Firefighters in Greensboro are facing the indefinite loss of pay raises if the city manager's budget proposal is adopted by council. Longevity pay, a 1% raise for every 5 years of service up to 5% max, would be frozen for all city employees.  For the average firefighter who already earns less in total compensation than other city employees, the city's plan to do away with longevity raises would mean a loss of $350 in pay annually, Chief Gregory Grayson told WFMY News 2:

"Our folks are motivated by the need to serve and want to help people primarily," said Grayson. "But they also have bills to pay and families to support."

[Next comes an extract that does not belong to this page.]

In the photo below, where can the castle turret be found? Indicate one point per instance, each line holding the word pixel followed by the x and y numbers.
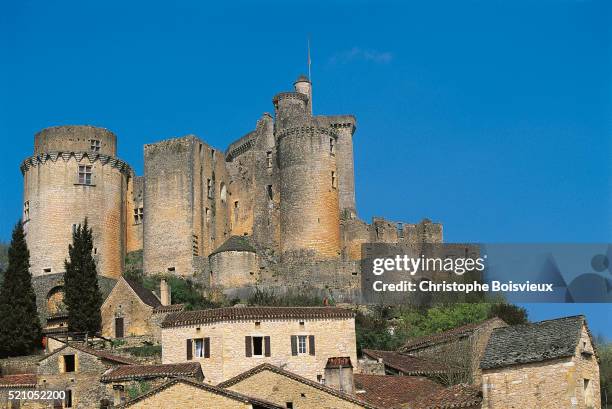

WFMY reports that "firefighters have already gone two or three years without pay raises." Watch the video:

Firefighters are among the first responders whom lives and property depend on during an emergency. They are dedicated public servants who are prepared to make the ultimate sacrifice to save others.  The least the City of Greensboro can do is honor the promise it made to these workers when it hired them - reward those who stick with the job and not take away their longevity pay.

Update: Firefighters lost

At their Tuesday, June 8 meeting, Greensboro City Council refused to put longevity pay back on the table and rejected the idea of doing a study of firefighter compensation. The pay is set to expire for all city workers on June 30.

"We were hoping the longevity would not be frozen, and also for the compensation study," Greensboro firefighter and IAFF Local 947 member, Dave Coker, told WFMY News 2. "It's just disappointing."

"We're just going to keep pushing on tomorrow, tonight. We're going to put our turnout boots on the same way. We're going to get on the rig the same way. And we're going to give the citizens the world-class service they deserve regardless of whether we got this or whether we didn't."